Gilles Kepel's 'Beyond Terror and Martyrdom'

George W. Bush's neoconservative administration and Osama bin Laden's messianic terrorist organization may, in a perverse way, have deserved each other, argues French scholar Gilles Kepel. But in his new book, "Beyond Terror and Martyrdom," Kepel suggests the rest of us can do better than vaguely defined wars striving to impose deluded ideas of democracy on the Middle East, not to speak of atavistic designs for Muslim glory built around a cult of suicide.

The Idea: Both Bush and bin Laden, Kepel argues, staked their claim to power on the eradication of evil (each other) and the creation of an idealized state, whether a God-fearing democracy or a pious caliphate. Both embraced violence to pursue those ends. Neither succeeded; together they created "an endless shared nightmare."

The Evidence: Nairobi, the U.S.S. Cole, 9/11, Bali, Madrid, London, Mumbai, Afghanistan, Iraq, renditions, Guantánamo, Abu Ghraib, Bagram.

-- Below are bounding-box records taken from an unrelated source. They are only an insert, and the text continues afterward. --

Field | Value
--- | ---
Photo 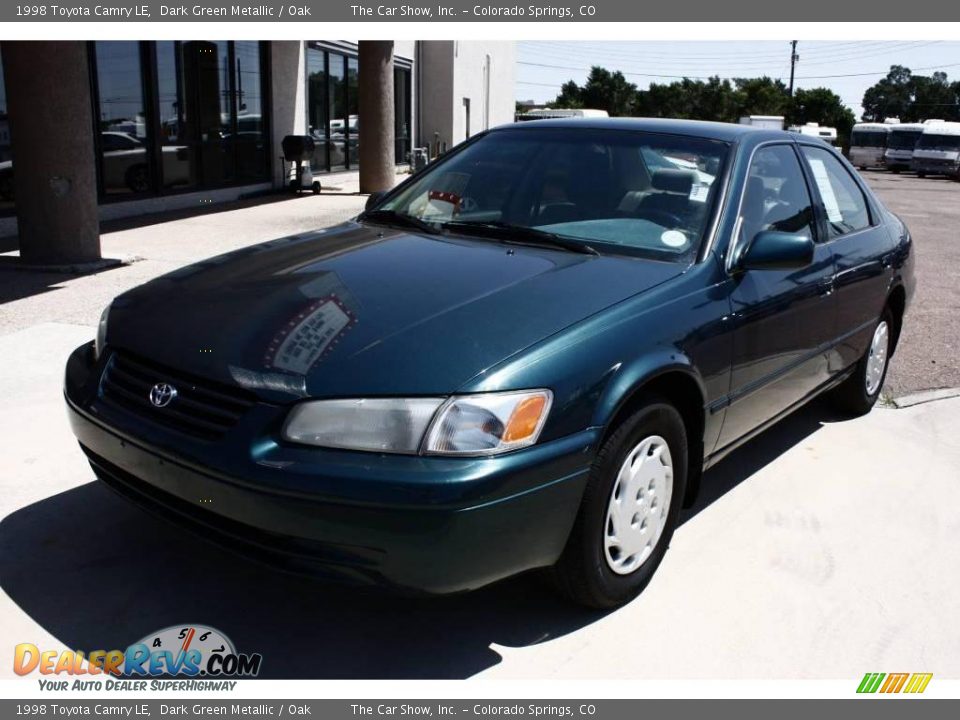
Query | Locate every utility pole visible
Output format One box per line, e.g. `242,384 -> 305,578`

790,40 -> 800,97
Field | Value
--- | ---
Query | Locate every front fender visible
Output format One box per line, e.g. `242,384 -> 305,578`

591,348 -> 706,427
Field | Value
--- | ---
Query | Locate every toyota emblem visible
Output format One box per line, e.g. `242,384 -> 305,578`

150,383 -> 177,407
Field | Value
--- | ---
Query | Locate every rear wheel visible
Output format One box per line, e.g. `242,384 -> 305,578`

553,399 -> 687,609
831,308 -> 894,415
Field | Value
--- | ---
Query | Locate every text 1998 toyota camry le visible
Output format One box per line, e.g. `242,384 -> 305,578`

66,120 -> 914,607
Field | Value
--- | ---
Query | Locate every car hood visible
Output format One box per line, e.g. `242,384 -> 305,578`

107,222 -> 686,401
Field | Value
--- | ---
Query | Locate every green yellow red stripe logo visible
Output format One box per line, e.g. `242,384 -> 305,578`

857,673 -> 933,694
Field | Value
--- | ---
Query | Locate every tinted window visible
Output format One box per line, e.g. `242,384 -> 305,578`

850,130 -> 887,147
740,145 -> 815,249
383,128 -> 729,260
917,133 -> 960,150
887,130 -> 920,150
803,147 -> 870,238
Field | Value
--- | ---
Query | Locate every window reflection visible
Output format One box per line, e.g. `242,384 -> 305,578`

228,41 -> 268,180
393,68 -> 411,164
307,48 -> 330,171
307,47 -> 411,172
327,53 -> 347,170
156,41 -> 268,188
94,42 -> 152,195
0,45 -> 13,213
347,58 -> 360,168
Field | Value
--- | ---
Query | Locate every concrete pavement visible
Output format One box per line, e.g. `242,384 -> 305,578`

0,323 -> 960,680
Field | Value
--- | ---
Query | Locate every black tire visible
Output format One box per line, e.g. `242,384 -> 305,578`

552,397 -> 687,610
829,308 -> 897,416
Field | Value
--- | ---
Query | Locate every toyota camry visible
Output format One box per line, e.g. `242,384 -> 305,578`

65,119 -> 914,608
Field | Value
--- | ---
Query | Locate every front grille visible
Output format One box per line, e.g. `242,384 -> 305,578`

100,352 -> 256,440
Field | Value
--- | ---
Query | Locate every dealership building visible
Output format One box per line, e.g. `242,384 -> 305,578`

0,40 -> 515,264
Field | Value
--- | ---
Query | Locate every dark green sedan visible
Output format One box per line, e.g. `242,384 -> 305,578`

65,119 -> 914,607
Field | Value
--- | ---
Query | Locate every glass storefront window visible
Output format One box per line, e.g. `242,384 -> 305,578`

94,42 -> 152,195
96,41 -> 269,195
156,42 -> 197,190
307,47 -> 412,172
347,58 -> 360,168
233,41 -> 268,180
393,68 -> 411,165
327,53 -> 348,170
307,48 -> 330,172
0,44 -> 14,214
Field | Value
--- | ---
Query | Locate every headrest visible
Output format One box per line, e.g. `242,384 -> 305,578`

650,170 -> 697,195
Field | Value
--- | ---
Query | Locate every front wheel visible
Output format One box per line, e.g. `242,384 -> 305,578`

553,399 -> 687,609
831,308 -> 894,415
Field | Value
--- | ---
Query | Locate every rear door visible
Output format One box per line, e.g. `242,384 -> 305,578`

800,145 -> 892,373
718,143 -> 836,447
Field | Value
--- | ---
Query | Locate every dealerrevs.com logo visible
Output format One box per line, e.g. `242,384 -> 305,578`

13,624 -> 263,690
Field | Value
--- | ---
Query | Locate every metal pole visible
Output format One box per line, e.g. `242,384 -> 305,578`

790,40 -> 800,97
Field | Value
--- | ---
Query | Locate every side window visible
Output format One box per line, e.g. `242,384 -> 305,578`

739,145 -> 816,249
803,145 -> 870,239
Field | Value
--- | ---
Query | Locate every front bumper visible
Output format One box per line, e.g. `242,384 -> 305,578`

64,345 -> 598,594
910,159 -> 960,177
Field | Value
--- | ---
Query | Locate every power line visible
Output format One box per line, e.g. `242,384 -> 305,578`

520,40 -> 938,64
517,60 -> 960,80
521,41 -> 937,72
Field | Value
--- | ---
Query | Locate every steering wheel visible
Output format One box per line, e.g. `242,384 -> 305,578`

636,208 -> 686,228
460,197 -> 480,212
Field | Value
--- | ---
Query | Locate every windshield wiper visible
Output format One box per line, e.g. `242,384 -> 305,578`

357,210 -> 440,235
441,220 -> 600,255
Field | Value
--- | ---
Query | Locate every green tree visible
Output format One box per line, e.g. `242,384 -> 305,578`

551,65 -> 637,116
549,80 -> 583,108
862,65 -> 913,122
733,76 -> 790,118
786,88 -> 856,147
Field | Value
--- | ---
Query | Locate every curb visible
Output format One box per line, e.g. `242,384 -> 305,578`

886,388 -> 960,410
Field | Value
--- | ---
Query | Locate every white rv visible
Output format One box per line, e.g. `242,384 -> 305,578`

516,108 -> 610,122
740,115 -> 784,130
910,122 -> 960,180
850,123 -> 891,170
787,123 -> 837,145
883,123 -> 925,173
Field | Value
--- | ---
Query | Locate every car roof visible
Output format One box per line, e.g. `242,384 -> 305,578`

496,117 -> 798,142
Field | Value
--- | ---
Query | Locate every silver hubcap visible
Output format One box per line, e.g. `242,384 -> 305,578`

866,320 -> 890,395
603,435 -> 673,575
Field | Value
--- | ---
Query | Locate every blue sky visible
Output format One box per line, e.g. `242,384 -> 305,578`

516,40 -> 960,118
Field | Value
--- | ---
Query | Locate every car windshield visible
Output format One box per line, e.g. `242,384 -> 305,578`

368,126 -> 730,262
917,133 -> 960,150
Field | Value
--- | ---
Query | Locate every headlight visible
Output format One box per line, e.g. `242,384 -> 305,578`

283,398 -> 443,453
282,390 -> 553,455
426,390 -> 553,455
93,305 -> 110,360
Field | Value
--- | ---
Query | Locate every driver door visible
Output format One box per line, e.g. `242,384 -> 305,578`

718,143 -> 837,448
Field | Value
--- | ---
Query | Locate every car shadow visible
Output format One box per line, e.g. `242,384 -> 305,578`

0,396 -> 848,679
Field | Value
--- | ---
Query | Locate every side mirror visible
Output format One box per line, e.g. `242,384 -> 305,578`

The Conclusion: "The war between George W. Bush and Osama bin Laden defeated both of its protagonists," Kepel writes, and President Bush's successor "will have to bury the grand narrative of the war on terror." America's best ally in building a new future for the Middle East will be Europe, with the proven model of its own peaceful union. Pair that with the human energy of the Mediterranean region and the oil money of the Gulf, and you have a combination that promises peace and prosperity.